With a single source increasing US market share of basic medicines on which Americans rely such as hypertensives and antibiotics (distributing close to half of global antibiotics), stressing the importance of Indian pharmaceutical companies as strategic affordable medicines partners to America, these executives called for a transformative ‘Affordable Medicine Partnership’ aimed at shoring up health and national security in the US and India.

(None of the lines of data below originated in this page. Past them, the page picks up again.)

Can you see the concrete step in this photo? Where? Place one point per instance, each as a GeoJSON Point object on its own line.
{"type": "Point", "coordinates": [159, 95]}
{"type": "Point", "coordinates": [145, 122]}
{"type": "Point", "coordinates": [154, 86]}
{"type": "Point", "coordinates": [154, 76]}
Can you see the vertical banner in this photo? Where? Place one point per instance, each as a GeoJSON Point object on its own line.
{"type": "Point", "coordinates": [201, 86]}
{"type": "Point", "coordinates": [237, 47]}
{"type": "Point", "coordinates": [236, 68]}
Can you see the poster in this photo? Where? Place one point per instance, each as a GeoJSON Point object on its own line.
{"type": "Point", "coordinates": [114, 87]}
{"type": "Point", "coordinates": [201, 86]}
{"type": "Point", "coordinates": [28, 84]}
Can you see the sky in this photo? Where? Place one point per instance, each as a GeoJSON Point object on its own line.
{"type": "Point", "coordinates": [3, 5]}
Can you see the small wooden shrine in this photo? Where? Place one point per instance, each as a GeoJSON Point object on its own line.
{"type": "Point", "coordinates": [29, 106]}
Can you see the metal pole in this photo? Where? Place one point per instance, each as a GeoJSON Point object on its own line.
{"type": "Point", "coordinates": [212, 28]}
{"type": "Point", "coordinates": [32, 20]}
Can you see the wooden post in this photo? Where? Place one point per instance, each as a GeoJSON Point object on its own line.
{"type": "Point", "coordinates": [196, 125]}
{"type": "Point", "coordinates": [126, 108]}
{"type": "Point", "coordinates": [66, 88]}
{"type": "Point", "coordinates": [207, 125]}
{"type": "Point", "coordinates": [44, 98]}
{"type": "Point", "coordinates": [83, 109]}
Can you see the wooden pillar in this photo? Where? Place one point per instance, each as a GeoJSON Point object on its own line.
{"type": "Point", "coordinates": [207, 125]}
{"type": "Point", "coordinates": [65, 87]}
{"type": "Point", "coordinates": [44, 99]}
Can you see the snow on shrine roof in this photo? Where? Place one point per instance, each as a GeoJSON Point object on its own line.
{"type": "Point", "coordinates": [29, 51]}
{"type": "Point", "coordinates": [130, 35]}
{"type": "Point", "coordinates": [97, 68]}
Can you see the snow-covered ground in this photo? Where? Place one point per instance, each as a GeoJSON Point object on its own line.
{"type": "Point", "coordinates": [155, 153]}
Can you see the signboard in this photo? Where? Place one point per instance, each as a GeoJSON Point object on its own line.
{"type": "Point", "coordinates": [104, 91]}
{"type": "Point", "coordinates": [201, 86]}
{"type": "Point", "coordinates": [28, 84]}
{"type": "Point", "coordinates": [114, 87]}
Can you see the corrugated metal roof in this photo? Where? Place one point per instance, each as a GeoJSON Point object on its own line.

The Affordable Medicine Partnership would align with the February 2021 Executive Order on America’s supply chains, in which President Biden identified pharmaceuticals and active pharmaceutical ingredients as a supply chain risk and declared that the US needs resilient, diverse, and security supply chains to ensure our economic prosperity and national security.
According to the IǪVIA Institute report, India has long been a critical source of affordable medicines for the United States. Ninety percent of all medicines prescribed for Americans are generic, and 47 percent of those prescriptions are filled with products produced by Indian pharmaceutical companies. The average annual savings to the US healthcare system by these companies is more than $219 billion, and over $1.3 trillion over the past decade.